Cold reactions of He+ with OCS and CO2: competitive kinetics and the effects of the molecular multipole moments

Abstract

The reactions of He⁺ with OCS and CO₂ have been studied at collision energies between ∼k_B ⋅ 200 mK and ∼k_B ⋅ 30 K by merging a beam of Rydberg He atoms with rotationally cold (∼3.5 K) seeded supersonic expansions containing either OCS or ¹³CO₂ or a mixture of OCS (mole fraction 23.2%) and ¹³CO₂ (76.8%). The observed product ions of the He⁺ + ¹³CO₂ and He⁺ + OCS reactions are ¹³CO⁺, and CS⁺ and CO⁺, respectively.
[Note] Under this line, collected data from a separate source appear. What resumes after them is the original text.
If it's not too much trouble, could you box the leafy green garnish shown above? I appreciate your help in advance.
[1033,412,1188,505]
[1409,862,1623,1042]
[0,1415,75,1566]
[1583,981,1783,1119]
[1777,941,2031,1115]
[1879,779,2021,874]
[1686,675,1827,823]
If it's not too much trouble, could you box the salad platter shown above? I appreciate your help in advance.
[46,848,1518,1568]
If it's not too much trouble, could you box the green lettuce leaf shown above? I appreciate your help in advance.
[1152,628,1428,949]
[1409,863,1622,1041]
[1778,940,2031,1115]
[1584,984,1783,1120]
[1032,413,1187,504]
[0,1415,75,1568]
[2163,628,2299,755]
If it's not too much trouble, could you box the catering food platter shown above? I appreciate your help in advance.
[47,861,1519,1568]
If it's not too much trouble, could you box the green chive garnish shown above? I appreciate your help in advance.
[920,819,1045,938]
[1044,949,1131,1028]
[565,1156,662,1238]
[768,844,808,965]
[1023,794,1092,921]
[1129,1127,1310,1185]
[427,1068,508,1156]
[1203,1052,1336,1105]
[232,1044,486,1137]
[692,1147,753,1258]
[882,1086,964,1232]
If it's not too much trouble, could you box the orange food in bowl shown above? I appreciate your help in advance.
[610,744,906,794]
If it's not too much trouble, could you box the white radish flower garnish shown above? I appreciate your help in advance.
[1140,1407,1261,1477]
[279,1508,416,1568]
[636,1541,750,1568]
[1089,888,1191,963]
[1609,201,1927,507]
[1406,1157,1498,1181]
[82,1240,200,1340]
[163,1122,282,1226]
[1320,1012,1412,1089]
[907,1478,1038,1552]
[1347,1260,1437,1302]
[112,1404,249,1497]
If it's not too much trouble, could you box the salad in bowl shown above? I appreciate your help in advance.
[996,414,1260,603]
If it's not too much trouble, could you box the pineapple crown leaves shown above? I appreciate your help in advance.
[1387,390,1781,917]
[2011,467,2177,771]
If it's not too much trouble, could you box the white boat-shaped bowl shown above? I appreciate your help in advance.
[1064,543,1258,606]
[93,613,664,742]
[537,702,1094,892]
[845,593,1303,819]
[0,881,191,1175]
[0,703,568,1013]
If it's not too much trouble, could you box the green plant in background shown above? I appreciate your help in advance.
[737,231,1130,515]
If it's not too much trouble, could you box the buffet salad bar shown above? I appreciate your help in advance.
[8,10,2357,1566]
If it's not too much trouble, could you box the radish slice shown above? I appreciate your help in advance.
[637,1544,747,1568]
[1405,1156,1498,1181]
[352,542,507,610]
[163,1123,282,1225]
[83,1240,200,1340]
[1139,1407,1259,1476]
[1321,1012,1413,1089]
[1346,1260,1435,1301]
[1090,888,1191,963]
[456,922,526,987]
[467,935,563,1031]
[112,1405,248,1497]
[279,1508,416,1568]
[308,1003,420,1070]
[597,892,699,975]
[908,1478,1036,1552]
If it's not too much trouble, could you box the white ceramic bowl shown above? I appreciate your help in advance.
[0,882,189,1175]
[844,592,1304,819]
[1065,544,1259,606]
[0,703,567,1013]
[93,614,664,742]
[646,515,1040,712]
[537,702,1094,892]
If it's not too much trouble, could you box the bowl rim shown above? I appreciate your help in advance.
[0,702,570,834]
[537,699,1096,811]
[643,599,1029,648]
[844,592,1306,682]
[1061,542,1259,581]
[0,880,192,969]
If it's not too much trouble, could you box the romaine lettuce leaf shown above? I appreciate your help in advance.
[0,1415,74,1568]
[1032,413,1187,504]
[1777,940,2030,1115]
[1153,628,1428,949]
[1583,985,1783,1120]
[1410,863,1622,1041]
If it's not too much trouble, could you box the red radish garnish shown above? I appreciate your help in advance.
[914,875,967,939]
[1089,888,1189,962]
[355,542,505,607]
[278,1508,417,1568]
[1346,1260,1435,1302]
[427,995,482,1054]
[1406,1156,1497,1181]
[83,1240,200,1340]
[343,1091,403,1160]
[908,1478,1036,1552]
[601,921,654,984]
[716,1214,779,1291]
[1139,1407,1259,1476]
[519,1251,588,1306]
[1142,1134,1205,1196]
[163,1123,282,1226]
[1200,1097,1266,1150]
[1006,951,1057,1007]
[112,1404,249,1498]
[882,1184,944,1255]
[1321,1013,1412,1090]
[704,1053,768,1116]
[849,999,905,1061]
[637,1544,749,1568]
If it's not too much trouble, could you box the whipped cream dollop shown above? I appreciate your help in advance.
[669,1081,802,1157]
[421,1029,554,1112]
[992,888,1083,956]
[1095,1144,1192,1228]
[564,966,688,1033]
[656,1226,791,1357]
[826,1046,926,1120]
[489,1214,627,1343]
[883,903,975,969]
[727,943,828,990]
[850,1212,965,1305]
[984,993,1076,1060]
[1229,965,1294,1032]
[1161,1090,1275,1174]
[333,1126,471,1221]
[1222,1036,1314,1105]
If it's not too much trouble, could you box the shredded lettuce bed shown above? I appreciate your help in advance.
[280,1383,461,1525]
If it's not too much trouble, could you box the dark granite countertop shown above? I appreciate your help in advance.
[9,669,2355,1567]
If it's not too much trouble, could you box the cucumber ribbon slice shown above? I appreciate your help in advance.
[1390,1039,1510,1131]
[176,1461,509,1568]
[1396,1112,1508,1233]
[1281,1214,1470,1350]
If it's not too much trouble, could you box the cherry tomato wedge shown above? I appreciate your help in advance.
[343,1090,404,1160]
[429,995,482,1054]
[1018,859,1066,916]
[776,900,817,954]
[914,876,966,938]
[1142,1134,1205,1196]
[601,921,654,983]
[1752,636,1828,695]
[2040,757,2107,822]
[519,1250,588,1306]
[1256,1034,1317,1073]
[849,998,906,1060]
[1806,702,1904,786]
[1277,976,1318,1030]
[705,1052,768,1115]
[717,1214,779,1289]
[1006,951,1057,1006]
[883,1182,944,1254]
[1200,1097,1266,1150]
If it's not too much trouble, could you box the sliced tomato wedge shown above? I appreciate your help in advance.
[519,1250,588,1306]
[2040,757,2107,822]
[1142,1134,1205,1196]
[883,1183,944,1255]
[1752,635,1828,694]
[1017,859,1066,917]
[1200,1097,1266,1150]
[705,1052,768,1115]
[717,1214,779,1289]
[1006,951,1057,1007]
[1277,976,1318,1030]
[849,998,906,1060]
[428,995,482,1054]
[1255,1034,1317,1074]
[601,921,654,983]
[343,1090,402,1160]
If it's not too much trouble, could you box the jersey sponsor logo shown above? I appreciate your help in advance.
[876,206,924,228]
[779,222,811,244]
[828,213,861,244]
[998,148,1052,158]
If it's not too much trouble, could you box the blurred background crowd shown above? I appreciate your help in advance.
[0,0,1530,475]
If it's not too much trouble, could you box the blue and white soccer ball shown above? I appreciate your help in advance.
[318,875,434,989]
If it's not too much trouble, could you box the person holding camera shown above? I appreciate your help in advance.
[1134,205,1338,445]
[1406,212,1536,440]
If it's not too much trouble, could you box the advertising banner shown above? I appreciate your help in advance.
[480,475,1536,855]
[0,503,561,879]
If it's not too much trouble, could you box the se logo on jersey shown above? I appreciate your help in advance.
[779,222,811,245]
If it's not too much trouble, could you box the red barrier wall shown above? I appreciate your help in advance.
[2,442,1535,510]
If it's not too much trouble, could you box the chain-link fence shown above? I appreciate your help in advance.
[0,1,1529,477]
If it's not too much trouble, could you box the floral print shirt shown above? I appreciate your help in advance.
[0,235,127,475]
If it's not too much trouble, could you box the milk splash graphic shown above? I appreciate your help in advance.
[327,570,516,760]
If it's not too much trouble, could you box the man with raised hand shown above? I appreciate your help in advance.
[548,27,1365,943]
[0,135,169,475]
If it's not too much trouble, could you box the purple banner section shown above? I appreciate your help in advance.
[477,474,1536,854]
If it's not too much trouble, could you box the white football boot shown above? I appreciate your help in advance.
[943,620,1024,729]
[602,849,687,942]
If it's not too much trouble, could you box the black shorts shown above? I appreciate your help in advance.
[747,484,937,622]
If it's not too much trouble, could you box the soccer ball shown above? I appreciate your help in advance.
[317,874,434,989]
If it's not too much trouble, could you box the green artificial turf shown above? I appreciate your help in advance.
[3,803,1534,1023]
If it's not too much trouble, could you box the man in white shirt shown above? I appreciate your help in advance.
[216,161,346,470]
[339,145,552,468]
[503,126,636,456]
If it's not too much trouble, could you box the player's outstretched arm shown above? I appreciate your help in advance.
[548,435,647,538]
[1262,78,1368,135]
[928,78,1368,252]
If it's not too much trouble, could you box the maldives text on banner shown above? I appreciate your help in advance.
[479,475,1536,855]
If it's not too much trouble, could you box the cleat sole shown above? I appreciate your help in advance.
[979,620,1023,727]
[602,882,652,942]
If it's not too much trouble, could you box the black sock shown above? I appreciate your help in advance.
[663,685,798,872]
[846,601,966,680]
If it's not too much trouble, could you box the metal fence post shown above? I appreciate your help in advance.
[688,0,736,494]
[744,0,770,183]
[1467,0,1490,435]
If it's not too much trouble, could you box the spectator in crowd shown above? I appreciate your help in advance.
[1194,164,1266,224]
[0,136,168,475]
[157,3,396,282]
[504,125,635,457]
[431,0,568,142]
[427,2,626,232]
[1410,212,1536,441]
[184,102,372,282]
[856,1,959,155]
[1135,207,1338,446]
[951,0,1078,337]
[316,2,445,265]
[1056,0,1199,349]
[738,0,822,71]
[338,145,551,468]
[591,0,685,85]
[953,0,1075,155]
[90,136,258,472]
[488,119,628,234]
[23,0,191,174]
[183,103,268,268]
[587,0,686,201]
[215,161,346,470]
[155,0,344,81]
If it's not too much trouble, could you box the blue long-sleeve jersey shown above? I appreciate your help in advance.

The He⁺ + OCS capture rate coefficient increases by ∼75% with decreasing collision energy over the investigated range, whereas that of He⁺ + ¹³CO₂ decreases by ∼40%. The analysis of the experimental results using an adiabatic-channel capture model indicates that these opposite collision-energy dependences of the rate coefficients arise from the interaction between the charge of the ion and the electric multipole moments of OCS and ¹³CO₂. From the relative product-ion yields observed when using the mixture of OCS and ¹³CO₂, the He⁺ + OCS collisions are inferred to be ∼20% more reactive than those between He⁺ and ¹³CO₂. The comparison of the calculated thermal rate coefficients with earlier experiments suggests that about half of the He⁺ + ¹³CO₂ collisions are reactive.